Jürgen Wertheimers intellektuelle Prävention gegen den "Krieg der Wörter"

Besprochene Bücher / Literaturhinweise

Das Buch will mit einem Vorurteil aufräumen, das meint, es gäbe eine Wirklichkeit der Dinge und eine Wirklichkeit der Sprache, die beide eindeutig voneinander zu trennen sind. Die Kulturkriege zeigen erschreckend, dass der Krieg im Kopf über den Krieg der Wörter zum Krieg der Waffen wird: Symbole, Mythen, Geschichten, Gedichte bereiten das Schlachtfeld. Sprache ist der Transmissionsriemen von Kultur, aber auch von "kulturell" legitimierter Barbarei. Die Genozide des 20. Jahrhunderts zeigen dies auf erschreckend klare Weise.

Mit dieser Erkenntnis ist auch ein möglicher Weg aus dem Dilemma gewiesen. Wenn Kriegsgefühle kommunikativ hergestellt werden können, müsste es - zumal in modernen Kommunikationsgesellschaften - auch möglich sein, Deeskalationsgefühle zu kommunizieren. Präventiv den Sprach- und Wirklichkeitsverfälschern zuvorzukommen, scheint effizienter, als ihnen post factum militärisch hinterher zu hecheln.

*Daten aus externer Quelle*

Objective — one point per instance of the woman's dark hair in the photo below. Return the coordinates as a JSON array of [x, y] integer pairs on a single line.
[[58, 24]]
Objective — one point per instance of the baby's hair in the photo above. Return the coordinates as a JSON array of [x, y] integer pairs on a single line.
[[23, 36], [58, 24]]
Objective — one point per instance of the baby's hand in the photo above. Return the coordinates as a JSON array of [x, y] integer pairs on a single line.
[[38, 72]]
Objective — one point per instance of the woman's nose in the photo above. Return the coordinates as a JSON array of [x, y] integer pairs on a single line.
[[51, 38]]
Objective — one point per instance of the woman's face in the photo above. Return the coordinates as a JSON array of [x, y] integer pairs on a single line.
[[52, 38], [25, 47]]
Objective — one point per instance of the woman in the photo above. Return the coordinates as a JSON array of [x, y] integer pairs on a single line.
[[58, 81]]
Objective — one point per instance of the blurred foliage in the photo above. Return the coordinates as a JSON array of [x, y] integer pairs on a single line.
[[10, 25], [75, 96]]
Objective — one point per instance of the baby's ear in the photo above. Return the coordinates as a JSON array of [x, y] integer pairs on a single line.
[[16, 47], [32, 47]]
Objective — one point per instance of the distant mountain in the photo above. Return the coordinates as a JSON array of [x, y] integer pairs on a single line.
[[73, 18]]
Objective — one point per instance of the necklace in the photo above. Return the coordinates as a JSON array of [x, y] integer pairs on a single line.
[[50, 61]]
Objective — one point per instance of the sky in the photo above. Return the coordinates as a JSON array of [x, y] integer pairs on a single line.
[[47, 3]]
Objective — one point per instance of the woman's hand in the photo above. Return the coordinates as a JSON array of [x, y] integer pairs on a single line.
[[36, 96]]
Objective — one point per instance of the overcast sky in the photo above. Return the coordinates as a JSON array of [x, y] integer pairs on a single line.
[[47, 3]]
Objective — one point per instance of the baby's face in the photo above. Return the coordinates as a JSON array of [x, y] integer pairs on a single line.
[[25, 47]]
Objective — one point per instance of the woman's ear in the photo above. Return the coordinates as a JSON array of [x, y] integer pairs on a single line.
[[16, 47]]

Das eher essayistisch-polemisch als fachwissenschaftlich geschriebene Buch will keine Spezialisten ansprechen, sondern alle, die an pragmatischer politischer, kultureller und sozialer Gestaltungs- und Erziehungsarbeit ohne globale Ethik und Weltreligionsmission interessiert sind. Es gilt die Formel von Amos Oz. "We can live together as Men or die together as Fools."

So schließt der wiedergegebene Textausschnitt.